Yüz yıllık düzenin oluşturduğu siyasal alışkanlıklar, toplumu milliyetçilik ve milliyetçiliklerle zehirlemiş olması, önemli aktörlerin anayasa metni ile anayasal düzeni aynı zannetme hatası, siyasetçilerin bir kısmı ve akademisyenlerin büyük bir kısmının anayasayı eleştirirken, farkında olmadan onun diliyle konuşması, onun referanslarını tekrarlaması, terk etmek zorunda olduğumuz anayasal düzenin ideolojik referanslarıyla problemlerin bulunmadığını söylemesi ve nihayetinde cari sistemin kurumsal yapısının oluşturacağı krizlerle anayasa yapmaya müsait bir siyasal atmosferin oluşumunu engellemesi sayılabilir.

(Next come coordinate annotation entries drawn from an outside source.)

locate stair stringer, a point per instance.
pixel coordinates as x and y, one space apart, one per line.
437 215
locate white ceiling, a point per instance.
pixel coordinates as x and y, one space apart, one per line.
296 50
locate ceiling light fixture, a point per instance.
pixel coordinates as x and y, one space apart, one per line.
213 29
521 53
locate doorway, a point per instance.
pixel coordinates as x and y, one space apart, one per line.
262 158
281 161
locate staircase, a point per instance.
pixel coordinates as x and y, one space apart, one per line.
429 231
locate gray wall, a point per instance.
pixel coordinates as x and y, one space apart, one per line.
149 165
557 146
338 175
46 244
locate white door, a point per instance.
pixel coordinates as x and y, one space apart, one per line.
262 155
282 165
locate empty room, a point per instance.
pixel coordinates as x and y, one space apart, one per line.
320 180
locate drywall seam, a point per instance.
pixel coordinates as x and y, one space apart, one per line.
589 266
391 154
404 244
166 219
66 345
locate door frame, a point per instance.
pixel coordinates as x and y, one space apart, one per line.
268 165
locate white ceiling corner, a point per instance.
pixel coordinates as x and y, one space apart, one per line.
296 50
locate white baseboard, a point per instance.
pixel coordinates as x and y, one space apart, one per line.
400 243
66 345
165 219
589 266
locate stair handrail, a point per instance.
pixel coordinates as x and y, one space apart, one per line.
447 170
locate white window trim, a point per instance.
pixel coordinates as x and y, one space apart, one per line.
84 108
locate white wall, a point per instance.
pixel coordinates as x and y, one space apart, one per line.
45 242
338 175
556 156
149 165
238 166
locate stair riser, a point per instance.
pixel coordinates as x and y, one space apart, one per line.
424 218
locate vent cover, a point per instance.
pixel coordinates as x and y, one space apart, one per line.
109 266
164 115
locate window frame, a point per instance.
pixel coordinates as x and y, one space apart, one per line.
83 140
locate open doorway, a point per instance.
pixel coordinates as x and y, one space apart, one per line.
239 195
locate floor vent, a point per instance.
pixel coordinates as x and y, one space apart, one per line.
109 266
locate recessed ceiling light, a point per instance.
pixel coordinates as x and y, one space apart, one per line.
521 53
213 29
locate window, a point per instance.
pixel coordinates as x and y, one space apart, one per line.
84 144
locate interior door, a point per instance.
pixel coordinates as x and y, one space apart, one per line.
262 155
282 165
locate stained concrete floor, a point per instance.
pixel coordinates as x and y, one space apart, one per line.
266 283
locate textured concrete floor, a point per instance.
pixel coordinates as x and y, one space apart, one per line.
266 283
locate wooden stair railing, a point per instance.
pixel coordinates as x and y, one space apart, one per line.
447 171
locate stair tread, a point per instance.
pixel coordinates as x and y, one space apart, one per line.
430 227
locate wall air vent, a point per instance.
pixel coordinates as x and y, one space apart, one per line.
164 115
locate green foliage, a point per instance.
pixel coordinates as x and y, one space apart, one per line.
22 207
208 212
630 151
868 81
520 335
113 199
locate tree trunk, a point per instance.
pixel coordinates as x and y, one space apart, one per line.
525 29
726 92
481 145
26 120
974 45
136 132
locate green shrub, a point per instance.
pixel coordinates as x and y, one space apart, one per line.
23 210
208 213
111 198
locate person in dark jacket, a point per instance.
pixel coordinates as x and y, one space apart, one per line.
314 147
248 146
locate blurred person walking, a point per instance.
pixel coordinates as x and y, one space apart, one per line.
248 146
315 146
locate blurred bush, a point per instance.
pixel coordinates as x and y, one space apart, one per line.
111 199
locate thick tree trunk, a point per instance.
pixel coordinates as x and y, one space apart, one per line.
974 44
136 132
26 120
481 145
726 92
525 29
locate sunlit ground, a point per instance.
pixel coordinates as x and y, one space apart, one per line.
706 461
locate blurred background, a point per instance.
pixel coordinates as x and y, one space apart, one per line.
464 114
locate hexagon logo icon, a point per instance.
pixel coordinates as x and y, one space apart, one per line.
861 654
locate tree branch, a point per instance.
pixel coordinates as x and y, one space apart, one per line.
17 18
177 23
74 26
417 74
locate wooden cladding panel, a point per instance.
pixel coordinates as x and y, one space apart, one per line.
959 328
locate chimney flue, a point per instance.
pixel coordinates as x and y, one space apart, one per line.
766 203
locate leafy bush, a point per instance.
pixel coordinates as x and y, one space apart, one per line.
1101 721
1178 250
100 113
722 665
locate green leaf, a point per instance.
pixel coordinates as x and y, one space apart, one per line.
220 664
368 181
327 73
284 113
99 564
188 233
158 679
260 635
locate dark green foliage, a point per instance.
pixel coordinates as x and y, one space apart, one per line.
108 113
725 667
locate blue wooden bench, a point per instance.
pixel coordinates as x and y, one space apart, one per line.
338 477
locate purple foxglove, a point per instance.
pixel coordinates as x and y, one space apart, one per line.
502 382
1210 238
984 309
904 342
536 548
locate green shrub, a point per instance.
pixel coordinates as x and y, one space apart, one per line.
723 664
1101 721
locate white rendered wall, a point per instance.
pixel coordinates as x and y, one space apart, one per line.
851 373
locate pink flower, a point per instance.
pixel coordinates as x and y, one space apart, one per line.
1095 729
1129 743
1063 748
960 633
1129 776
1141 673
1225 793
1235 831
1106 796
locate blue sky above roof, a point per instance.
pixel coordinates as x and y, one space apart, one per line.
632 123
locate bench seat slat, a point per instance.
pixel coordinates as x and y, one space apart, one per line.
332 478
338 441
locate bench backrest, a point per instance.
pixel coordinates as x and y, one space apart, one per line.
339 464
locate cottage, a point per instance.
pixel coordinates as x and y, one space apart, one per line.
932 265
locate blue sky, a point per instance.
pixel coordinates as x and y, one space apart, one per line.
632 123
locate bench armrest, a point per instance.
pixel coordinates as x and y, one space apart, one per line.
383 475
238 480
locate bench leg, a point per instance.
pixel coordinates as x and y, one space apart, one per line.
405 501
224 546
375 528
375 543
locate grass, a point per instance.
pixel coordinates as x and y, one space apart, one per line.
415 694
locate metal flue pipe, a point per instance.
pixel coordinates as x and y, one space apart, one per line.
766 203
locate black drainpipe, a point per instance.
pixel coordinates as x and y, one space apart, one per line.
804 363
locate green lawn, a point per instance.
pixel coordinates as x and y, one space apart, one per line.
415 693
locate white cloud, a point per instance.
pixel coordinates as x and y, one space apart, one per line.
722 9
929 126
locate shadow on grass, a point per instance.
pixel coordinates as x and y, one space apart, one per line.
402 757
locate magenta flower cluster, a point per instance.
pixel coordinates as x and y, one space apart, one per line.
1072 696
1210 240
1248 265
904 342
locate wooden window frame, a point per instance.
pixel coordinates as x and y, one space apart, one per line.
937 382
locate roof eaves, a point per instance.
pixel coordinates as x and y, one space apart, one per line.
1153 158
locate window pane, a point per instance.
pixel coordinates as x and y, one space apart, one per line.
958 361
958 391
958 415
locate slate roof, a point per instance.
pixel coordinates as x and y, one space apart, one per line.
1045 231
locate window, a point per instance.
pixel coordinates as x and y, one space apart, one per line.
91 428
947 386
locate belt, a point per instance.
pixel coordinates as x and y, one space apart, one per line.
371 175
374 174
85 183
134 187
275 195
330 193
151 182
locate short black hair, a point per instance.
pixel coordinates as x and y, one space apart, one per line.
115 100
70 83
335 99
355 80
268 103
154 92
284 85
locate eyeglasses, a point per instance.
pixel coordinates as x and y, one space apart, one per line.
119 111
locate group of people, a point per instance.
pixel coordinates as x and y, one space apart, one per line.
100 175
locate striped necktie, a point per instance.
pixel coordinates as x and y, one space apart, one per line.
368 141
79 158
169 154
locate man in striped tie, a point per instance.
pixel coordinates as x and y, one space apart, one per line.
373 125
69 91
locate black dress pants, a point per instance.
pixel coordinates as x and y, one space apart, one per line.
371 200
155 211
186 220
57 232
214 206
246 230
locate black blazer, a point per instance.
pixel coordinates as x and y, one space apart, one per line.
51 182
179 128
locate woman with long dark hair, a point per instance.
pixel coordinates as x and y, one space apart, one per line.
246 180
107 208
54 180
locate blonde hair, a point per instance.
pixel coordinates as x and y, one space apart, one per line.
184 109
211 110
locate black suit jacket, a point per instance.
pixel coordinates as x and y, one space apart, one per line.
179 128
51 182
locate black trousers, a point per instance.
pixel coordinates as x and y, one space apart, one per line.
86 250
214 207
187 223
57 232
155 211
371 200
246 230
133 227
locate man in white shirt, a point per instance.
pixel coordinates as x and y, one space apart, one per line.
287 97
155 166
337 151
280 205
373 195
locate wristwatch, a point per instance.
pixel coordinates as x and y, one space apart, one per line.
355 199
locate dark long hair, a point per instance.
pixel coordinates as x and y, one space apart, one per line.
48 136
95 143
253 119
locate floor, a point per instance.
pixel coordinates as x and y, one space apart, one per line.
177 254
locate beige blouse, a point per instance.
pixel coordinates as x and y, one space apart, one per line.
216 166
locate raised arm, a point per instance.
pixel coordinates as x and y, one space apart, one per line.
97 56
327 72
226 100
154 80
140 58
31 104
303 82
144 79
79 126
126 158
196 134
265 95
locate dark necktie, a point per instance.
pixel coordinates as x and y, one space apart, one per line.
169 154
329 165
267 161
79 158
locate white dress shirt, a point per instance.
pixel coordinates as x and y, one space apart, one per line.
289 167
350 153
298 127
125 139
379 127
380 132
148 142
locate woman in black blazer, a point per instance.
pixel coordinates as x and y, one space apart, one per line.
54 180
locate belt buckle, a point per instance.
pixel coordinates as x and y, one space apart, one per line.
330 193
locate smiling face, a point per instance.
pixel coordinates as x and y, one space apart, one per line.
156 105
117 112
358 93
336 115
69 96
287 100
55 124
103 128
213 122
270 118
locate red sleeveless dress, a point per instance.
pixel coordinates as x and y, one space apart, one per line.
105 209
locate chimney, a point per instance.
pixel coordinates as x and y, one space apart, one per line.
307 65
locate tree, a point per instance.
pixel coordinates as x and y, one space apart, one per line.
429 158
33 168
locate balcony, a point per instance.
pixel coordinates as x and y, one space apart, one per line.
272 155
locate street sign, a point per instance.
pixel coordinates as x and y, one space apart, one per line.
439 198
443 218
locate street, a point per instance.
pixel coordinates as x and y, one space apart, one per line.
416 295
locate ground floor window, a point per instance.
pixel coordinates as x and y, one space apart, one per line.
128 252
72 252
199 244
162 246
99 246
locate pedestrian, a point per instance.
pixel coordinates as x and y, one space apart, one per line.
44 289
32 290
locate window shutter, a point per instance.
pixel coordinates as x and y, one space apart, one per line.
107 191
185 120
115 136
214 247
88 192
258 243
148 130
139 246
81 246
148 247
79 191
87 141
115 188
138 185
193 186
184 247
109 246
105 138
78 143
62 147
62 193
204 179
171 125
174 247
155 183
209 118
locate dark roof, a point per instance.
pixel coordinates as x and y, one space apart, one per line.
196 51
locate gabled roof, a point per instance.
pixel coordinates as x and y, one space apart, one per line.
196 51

Bu ülke için yeni anayasa arzulayanlar, tüm bu engelleri ancak ve ancak “toplumsal talepleri esas alan bir anayasal düzen inşası” ilkesiyle aşabilirler.

> Bir ülkenin Anayasası’nda “değiştirilmesi teklif edilemez” maddeler bulunmalı mı?

Buna toplum karar vermeli. Ben mantıksal olarak böyle bir düzenlemenin hiç bir işlevinin olmadığını düşünüyorum. Hatta Türkiye örneğine bakıldığında aslında yalnızca zararı vardır denebilir. Kişisel olarak eğer değiştirilemezlik olacaksa bunun iki unsurdan müteşekkil olması gerektiğini düşünürüm. Birincisi devletin insan onuru üzerine temellenmesi, ikincisi de bireylerin ve toplumun kendi kaderini tayin hakkı...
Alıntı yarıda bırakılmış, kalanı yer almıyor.